In 1843, following their humiliation in Afghanistan, they had seized Sind – ‘like a bully who has been kicked in the street and goes home to beat his wife in revenge,’ observed one critic. They next fought two minor but bloody wars against the Sikhs of the Punjab, who had become increasingly unruly since the death of Ranjit Singh, adding this large and valuable territory to their domains in 1849. The northern state of Kashmir was detached from the Punjab and placed under the control of a ruler considered to be amenable to Britain. These rearrangements gave British India a new neighbour in Dost Mohammed, now firmly back on his throne and showing himself to be cautiously friendly towards his former captors, whom he had apparently come to like during his exile among them.
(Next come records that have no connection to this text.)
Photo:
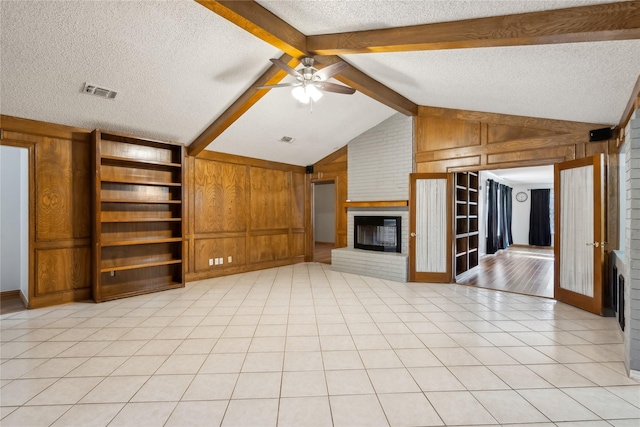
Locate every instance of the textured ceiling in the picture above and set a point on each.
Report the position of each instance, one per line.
(313, 17)
(174, 64)
(583, 82)
(336, 119)
(177, 66)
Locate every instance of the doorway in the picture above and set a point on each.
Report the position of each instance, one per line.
(522, 266)
(14, 227)
(324, 220)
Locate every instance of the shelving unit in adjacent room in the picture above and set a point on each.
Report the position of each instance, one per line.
(138, 206)
(466, 221)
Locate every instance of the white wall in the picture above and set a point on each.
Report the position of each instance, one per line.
(380, 161)
(324, 212)
(14, 219)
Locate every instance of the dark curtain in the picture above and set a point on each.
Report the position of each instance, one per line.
(508, 211)
(492, 217)
(499, 212)
(539, 223)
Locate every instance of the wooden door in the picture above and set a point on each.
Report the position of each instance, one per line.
(430, 225)
(580, 233)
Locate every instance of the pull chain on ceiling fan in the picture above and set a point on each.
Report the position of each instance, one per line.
(311, 82)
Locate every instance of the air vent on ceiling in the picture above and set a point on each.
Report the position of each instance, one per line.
(99, 91)
(287, 139)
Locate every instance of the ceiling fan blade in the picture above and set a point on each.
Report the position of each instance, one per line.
(277, 62)
(279, 85)
(331, 70)
(332, 87)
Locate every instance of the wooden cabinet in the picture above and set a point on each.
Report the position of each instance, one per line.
(138, 211)
(466, 221)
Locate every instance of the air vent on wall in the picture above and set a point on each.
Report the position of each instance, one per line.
(99, 91)
(287, 139)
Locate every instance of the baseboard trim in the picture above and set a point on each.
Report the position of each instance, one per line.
(8, 295)
(517, 245)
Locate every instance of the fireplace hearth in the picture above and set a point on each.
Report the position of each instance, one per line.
(377, 233)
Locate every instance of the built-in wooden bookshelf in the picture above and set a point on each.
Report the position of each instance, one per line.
(466, 221)
(138, 207)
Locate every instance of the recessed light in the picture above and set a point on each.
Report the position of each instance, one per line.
(287, 139)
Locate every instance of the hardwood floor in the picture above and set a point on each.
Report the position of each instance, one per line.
(522, 270)
(322, 252)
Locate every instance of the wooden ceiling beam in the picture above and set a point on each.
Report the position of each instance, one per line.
(632, 105)
(247, 100)
(263, 24)
(602, 22)
(257, 20)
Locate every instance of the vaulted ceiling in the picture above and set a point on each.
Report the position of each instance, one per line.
(187, 70)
Such then was the position of the two powers in Central Asia in 1853 when the
détente
so keenly sought by Tsar Nicholas suddenly collapsed. It had been showing signs of strain for some time. In 1848 revolutions had broken out simultaneously in a number of European capitals, including Paris, Berlin, Vienna, Rome, Prague and Budapest. ‘There is a general fight going on all over the Continent . . . between governors and governed, between law and disorder, between those who have and those who want to have,’ wrote Lord Palmerston, once more Foreign Secretary. Nicholas, who lived in perpetual fear of revolution at home, at once clamped down on the few freedoms which existed there. At the same time he dispatched an army under the able Paskievich to Hungary, which he believed to be the centre of the revolutionary movement and of a conspiracy against Russia. The uprising in Hungary was crushed, and its leaders executed. Nicholas had prevented the revolution from spreading to Russia, but had earned himself the enmity of liberals and others everywhere, as well as the title ‘the Gendarme of Europe’. When he wrote to Queen Victoria pointing out that only Britain and Russia had been spared from anarchy, and proposing that they join forces to fight it, he got no reply.
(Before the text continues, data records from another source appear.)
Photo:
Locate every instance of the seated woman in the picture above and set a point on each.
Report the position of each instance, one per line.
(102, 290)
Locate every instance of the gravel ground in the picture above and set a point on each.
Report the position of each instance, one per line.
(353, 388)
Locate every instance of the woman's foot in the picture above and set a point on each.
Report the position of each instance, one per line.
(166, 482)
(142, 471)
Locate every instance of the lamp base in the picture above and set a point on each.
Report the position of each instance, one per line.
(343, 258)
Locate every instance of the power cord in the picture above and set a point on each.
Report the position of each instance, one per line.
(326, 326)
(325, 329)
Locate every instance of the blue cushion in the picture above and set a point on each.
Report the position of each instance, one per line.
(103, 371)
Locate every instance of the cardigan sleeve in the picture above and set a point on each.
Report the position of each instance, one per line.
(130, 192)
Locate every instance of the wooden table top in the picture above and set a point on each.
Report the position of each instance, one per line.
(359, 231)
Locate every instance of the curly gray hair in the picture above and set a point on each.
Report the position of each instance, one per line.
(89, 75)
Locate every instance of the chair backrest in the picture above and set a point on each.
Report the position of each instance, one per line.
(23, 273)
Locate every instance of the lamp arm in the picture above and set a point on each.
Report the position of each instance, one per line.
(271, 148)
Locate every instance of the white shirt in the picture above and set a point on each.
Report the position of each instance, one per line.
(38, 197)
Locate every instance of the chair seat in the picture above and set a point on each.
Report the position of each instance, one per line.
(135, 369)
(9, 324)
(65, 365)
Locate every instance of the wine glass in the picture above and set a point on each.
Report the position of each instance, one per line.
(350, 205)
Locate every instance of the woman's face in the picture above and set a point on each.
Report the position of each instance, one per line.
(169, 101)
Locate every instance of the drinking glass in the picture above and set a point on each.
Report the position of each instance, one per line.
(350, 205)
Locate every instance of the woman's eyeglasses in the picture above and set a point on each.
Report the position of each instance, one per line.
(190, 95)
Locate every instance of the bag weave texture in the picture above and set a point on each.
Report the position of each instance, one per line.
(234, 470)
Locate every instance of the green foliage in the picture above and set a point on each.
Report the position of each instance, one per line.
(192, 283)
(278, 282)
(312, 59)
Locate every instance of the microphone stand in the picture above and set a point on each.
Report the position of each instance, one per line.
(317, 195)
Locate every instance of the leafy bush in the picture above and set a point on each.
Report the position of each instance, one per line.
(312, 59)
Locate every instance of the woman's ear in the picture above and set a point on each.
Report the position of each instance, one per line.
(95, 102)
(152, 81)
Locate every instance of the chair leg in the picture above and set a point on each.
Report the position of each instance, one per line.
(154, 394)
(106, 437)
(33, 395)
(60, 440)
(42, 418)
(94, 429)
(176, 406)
However, it was a quarrel in which Britain was not involved over the guardianship of the Christian sites of the Holy Land, then part of the Ottoman Empire, which finally led to the collapse often years of Anglo-Russian accord. The reasons for the squabble – between Russia, France and Turkey – are of no concern to us. But the ensuing crisis was to escalate to the point where Nicholas ordered his troops into the Sultan’s northern Balkan provinces, purportedly to protect the Christians there. Nicholas ignored an ultimatum from the Turks to withdraw, and once again the two nations were at war. The British and the French, determined to keep the Russians out of the Near East, allied themselves to the Sultan. Tsar Nicholas, who believed he had forged a special relationship with the British over the question of Turkey, realised too late that he had badly misjudged matters. The Crimean War, which no one really wanted and which could easily have been avoided, had begun.
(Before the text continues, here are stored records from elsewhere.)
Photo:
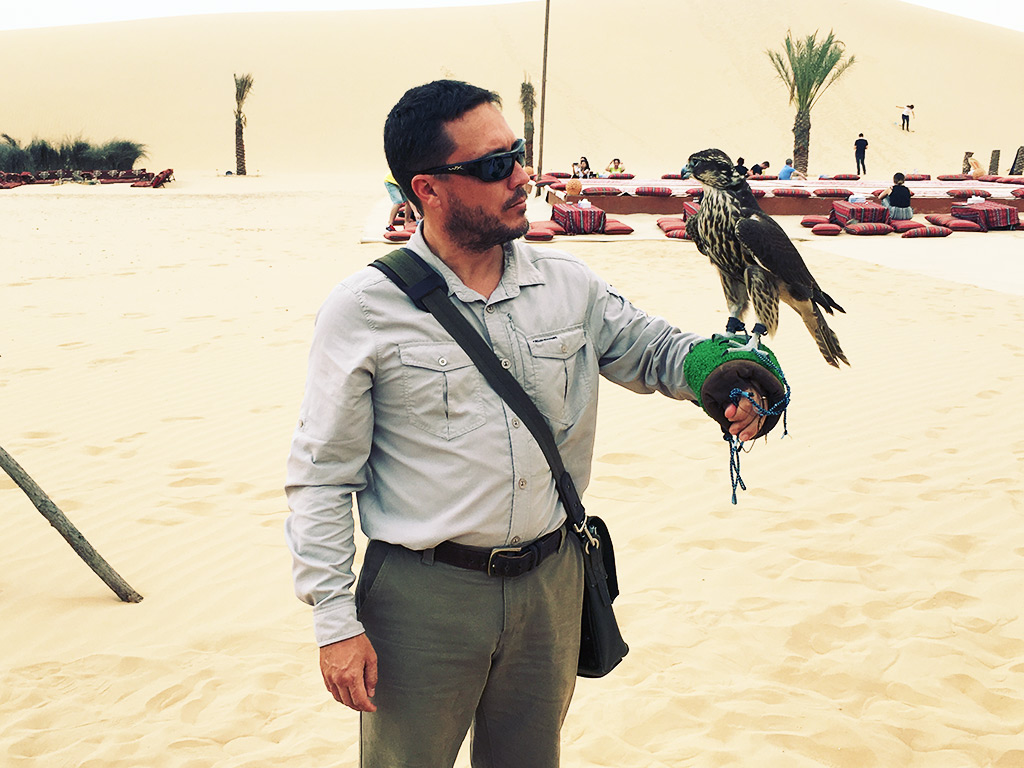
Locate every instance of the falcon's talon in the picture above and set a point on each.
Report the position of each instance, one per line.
(753, 345)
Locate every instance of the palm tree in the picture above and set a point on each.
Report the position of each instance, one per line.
(808, 68)
(243, 84)
(527, 101)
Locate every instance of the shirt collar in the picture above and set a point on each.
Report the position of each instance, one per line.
(519, 270)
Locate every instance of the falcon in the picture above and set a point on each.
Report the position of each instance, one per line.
(756, 260)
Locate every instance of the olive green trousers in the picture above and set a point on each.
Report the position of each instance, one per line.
(459, 651)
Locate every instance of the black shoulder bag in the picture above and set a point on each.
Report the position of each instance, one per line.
(601, 645)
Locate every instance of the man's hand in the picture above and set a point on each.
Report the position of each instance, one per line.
(349, 669)
(745, 420)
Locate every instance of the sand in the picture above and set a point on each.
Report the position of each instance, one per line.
(859, 606)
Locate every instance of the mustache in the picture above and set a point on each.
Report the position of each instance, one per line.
(520, 197)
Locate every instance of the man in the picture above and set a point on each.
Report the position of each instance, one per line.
(859, 150)
(788, 171)
(615, 166)
(446, 477)
(759, 168)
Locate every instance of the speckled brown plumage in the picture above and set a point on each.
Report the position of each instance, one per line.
(757, 261)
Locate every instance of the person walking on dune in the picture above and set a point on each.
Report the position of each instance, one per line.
(859, 151)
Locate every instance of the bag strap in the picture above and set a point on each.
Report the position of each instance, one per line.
(429, 292)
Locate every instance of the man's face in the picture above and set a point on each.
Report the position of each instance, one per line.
(478, 215)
The story of that bloody conflict is too familiar to need retelling here. Nor was it a part of the Great Game, being fought by large armies on the open battlefield, far from the grim deserts of Central Asia and the lonely passes leading down into India. Yet the ripples were soon to be felt by those responsible for India’s defence. For just as British hawks saw the war as an opportunity to prise the Russians from their Caucasian base, and thereby reduce the potential threat to India, there were Russian strategists who believed that a march on India would help speed their victory in the Crimea. Among the latter was Count Simonich’s successor at the Persian court, General Duhamel, who put forward a detailed invasion plan aimed at forcing Britain to switch troops to India from the Near Eastern theatre. Such an attack, he argued, need not involve a very large Russian force if the Afghans, and perhaps the Sikhs, could be enticed to join in by the promise of plunder and territorial gains. While the British regiments were manning the frontier, the ‘enemy within’, India’s vast native population, would require little encouragement to attack their masters in the rear.